Image: quinn.anya/Montreal Museum of Fine Arts Construction Fund Raiser
News Flash! Men and Women are different. OK, have a chuckle, we know there are plenty of studies that prove men are from Mars and women from Venus. And just as many policy papers about how we can achieve equality between men and women in the workplace. But a new study done by the Centre for Public Health Research of Massey University in New Zealand reminds us that when it comes to the workplace environment, equal but different must remain the rule where the occupational exposure of men versus women is concerned.Amanda Eng and her colleagues conducted a telephone survey for which men and women between 20 and 64 years of age where randomly selected from the electoral roles. The interviewees were asked to report on their exposures to specific dusts and chemicals, physical hazards and organisational factors. Each participant was catalogued by a standardized occupational code. Their overall findings, described in the abstract, reinforce the usual stereotypes, which are certainly side effects of the gender gap in types of employement:
Overall, male workers were two to four times more likely to report exposure to dust and chemical substances, loud noise, irregular hours, night shifts and vibrating tools. Women were 30% more likely to report repetitive tasks and working at high speed, and more likely to report exposure to disinfectants, hair dyes and textile dust.
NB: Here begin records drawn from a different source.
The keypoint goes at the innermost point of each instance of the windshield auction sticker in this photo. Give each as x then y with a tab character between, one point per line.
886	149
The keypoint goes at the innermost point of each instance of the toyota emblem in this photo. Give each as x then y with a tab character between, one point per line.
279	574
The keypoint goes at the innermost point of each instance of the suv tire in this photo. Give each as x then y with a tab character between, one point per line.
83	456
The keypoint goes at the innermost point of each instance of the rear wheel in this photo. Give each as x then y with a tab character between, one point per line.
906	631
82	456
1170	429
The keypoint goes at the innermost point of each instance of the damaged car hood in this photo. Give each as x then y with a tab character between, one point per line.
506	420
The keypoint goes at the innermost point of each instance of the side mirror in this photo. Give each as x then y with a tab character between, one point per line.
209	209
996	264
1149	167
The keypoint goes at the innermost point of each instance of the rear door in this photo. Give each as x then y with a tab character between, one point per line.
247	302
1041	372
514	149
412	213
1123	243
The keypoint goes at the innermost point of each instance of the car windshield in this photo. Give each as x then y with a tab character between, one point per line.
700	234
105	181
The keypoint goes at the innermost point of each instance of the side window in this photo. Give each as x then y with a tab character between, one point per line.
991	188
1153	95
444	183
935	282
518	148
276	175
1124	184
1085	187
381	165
The data turns more interesting when the authors corrected for men and women in comparable occupations:
Males remained significantly more likely to report exposure to welding fumes, herbicides, wood dust, solvents, tools that vibrate, irregular hours and night-shift work. Women remained more likely to report repetitive tasks and working at high speed, and in addition were more likely to report awkward or tiring positions.
Remember, the latter findings are for men and women in the "same occupation". You might intuitively suspect that a woman truly exposed to fumes, herbicides, wood dust, or solvents would be more likely to report that exposure than a man, which suggests that women are somehow protecting themselves better from dangerous chemical exposures. This could be relevant for studies that look for "clusters" of illnesses in workers exposed to certain chemicals. It may not suffice to compare overall illness rates with the rate of illness in the general population; controls for the gender could improve targeting of potential health threats. This affects everyone, not just industrial workers: "proof" of the hazards of a chemical based on health effects in workers is often required before use of a chemical can successfully be restricted in consumer applications.
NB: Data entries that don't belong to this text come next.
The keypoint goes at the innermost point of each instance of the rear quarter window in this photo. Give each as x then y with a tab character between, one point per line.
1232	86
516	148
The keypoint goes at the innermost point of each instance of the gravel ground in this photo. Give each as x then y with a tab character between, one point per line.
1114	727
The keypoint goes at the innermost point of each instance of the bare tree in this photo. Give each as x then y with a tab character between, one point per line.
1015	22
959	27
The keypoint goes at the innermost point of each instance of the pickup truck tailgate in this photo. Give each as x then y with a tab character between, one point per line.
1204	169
And do reports of awkward and tiring positions reflect the "weaker sex" or are women struggling to find the correct ergonomics at work stations designed based on a male standard? I am reminded of a female engineer I worked with early in my career. She had a size 4 foot, and suffered from tromping about in steel-toed boots that were at best a woman's size 6, and were anyhow designed for a man. Since we humans have yet to work out a better idea than spending half our waking hours working, our work environments must be in balance with the nature of our bodies.
We would like to see some follow-up studies which rely on measured, rather than self-reported data. A large body of data exists measuring workplace exposures to chemicals which could certainly help advance our understanding of any gender gap in exposures on the job.